Resource Management (CPUs, GPUs)¶

You may want to specify a deployment’s resource requirements to reserve cluster resources like GPUs. To assign hardware resources per replica, you can pass resource requirements to ray_actor_options. By default, each replica reserves one CPU. To learn about options to pass in, take a look at the Resources with Actors guide.

For example, to create a deployment where each replica uses a single GPU, you can do the following:

@serve.deployment(ray_actor_options={"num_gpus": 1})
def func(*args):
    return do_something_with_my_gpu()

Fractional CPUs and Fractional GPUs¶

Suppose you have two models and each doesn’t fully saturate a GPU. You might want to have them share a GPU by allocating 0.5 GPUs each.
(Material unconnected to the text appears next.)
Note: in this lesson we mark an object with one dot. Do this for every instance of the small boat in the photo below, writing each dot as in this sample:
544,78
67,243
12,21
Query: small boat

To do this, the resources specified in ray_actor_options can be fractional. For example, if you have two models and each doesn’t fully saturate a GPU, you might want to have them share a GPU by allocating 0.5 GPUs each.
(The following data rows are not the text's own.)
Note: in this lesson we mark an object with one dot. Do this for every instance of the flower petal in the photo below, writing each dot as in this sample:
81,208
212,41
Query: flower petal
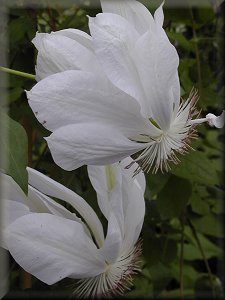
78,97
135,12
78,35
52,188
112,246
58,52
39,202
90,143
216,121
12,210
157,66
104,179
133,202
52,248
114,39
10,189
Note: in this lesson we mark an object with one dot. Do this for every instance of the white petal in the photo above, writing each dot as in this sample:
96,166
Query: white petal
135,12
12,210
157,63
38,202
57,53
114,39
133,202
216,121
90,143
79,36
52,248
159,16
79,97
112,246
52,188
104,179
10,189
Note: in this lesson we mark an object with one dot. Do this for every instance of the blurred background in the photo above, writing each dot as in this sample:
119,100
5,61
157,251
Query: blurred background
183,236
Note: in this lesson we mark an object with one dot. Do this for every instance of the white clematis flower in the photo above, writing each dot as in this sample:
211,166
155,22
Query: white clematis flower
52,243
127,100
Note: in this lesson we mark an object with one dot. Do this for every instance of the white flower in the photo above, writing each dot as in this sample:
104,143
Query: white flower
52,243
126,100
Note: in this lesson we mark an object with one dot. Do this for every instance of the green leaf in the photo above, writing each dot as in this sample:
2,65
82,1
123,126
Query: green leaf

@serve.deployment(ray_actor_options={"num_gpus": 0.5})
def func_1(*args):
    return do_something_with_my_gpu()

@serve.deployment(ray_actor_options={"num_gpus": 0.5})
def func_2(*args):
    return do_something_with_my_gpu()

In this example, each replica of each deployment will be allocated 0.5 GPUs. The same can be done to multiplex over CPUs, using "num_cpus".

Configuring Parallelism with OMP_NUM_THREADS¶

Deep learning models like PyTorch and Tensorflow often use multithreading when performing inference. The number of CPUs they use is controlled by the OMP_NUM_THREADS environment variable. To avoid contention, Ray sets OMP_NUM_THREADS=1 by default because Ray tasks and actors use a single CPU by default. If you do want to enable this parallelism in your Serve deployment, just set OMP_NUM_THREADS to the desired value either when starting Ray or in your function/class definition:

OMP_NUM_THREADS=12 ray start --head
OMP_NUM_THREADS=12 ray start --address=$HEAD_NODE_ADDRESS
@serve.deployment
class MyDeployment:
    def __init__(self, parallelism: str):
        os.environ["OMP_NUM_THREADS"] = parallelism
        # Download model weights, initialize model, etc.

    def __call__(self):
        pass


serve.run(MyDeployment.bind("12"))

Note

Some other libraries may not respect OMP_NUM_THREADS and have their own way to configure parallelism. For example, if you’re using OpenCV, you’ll need to manually set the number of threads using cv2.setNumThreads(num_threads) (set to 0 to disable multi-threading). You can check the configuration using cv2.getNumThreads() and cv2.getNumberOfCPUs().